Department of History and Philosophy of Science
- Type: Department
- Parent institution: University of Cambridge
- Postgraduates: c. 70
- Location: Cambridge, Cambridgeshire, England
- Website: hps.cam.ac.uk/

= Department of History and Philosophy of Science, University of Cambridge =

Academic department of University of Cambridge

The Department of History and Philosophy of Science (HPS), of the University of Cambridge is the largest department of history and philosophy of science in the United Kingdom. A majority of its submissions received maximum ratings of 4* and 3* in the 2014 REF (Research Excellence Framework). Located in the historic buildings of the Old Physical Chemistry Laboratories on Free School Lane, Cambridge, the department teaches undergraduate courses towards the Cambridge Tripos and graduate courses including a taught Masters and PhD supervision in the field of HPS. The department shares its premises with the Whipple Museum and Whipple Library which provide important resources for its teaching and research.

==Academic staff==
The Department of HPS at Cambridge employs fifteen full-time teaching staff, approximately thirty research staff, numerous supervisors and research associates from departments and colleges across the University of Cambridge, in addition to external supervisors and examiners. A long-standing head of department was the noted Professor Peter Lipton, who served until his unexpected death in 2007. He was followed as head of department by the late Professor John Forrester, an international authority in the History of Mind, and a leading figure on Sigmund Freud and the history of psychoanalysis. Professor Jim Secord became head of the department in 2013 and was succeeded in 2016 by Professor Liba Taub. The current head is Professor Hasok Chang. Other senior staff include Professor Tim Lewens, Professor Lauren Kassell, Professor Nick Hopwood and retired Professor Simon Schaffer.

==Degree courses==
The department offers a nine-month MPhil course in history, philosophy and sociology of science, medicine and technology. It also supervises graduate students for the Cambridge PhD in HPS and provides advisors in the related fields of research in history, philosophy and social science. Together with the Departments of Sociology and Social Anthropology, it also sponsors a nine-month MPhil in health, medicine and society.
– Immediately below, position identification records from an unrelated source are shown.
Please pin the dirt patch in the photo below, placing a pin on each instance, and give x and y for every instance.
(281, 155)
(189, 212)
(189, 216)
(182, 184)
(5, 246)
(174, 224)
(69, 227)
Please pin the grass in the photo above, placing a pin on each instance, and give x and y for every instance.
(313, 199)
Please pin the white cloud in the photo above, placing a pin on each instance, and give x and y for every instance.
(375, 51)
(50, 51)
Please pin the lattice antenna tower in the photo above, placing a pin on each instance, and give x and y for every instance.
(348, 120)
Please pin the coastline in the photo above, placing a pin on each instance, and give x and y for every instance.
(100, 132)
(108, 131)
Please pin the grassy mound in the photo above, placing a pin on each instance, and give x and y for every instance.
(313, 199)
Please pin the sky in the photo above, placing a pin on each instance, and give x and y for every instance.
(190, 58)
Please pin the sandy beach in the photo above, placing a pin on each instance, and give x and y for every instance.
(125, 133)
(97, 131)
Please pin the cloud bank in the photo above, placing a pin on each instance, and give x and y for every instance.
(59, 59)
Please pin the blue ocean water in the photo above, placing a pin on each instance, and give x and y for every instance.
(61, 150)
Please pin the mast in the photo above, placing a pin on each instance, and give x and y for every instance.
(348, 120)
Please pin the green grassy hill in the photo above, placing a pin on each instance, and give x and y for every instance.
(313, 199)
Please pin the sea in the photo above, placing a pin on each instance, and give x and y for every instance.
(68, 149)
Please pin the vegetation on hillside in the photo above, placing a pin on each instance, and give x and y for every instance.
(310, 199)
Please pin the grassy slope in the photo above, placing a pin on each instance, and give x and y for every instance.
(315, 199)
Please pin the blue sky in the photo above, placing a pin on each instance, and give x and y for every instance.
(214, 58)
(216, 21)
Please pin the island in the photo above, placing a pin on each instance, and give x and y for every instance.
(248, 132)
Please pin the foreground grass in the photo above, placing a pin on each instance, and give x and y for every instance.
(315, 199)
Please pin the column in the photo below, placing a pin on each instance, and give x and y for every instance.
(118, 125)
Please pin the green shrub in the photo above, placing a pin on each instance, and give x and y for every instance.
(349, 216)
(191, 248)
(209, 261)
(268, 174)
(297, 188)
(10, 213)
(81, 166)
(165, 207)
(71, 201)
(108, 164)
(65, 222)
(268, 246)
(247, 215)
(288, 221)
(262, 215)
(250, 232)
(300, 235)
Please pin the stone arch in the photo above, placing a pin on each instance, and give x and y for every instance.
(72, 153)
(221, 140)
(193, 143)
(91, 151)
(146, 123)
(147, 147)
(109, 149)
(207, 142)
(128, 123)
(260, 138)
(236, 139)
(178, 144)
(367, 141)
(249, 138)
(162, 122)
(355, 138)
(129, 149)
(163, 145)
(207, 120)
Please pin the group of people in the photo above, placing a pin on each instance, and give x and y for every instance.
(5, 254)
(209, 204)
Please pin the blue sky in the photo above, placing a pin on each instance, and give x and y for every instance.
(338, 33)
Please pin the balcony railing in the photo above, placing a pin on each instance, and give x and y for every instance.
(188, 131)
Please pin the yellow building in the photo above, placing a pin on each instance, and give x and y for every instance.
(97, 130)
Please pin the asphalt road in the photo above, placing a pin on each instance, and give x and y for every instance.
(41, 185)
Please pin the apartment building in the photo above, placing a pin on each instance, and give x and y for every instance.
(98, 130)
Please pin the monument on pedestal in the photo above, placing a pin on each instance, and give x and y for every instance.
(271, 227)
Undergraduate teaching and supervision is provided for students who have completed their first year at Cambridge. Due to the interdisciplinary nature of the Cambridge Tripos system, undergraduates from a wide range of fields may study HPS, although entry is predominantly through the Natural Sciences Tripos. The resources of the Whipple Museum provide for first-hand study of scientific instruments which often provide topics for student dissertations.

==History and philosophy of medicine==
The department is an active centre for the history of medicine and for philosophy of biomedical science and medical ethics. It played a major role in the Wellcome Trust funded Generation to Reproduction project at Cambridge, led by Professor Nick Hopwood, and hosted seminars and day conferences in this field. Another major Wellcome-funded project has made available a remarkable corpus of English medical casebooks from the sixteenth and seventeenth centuries.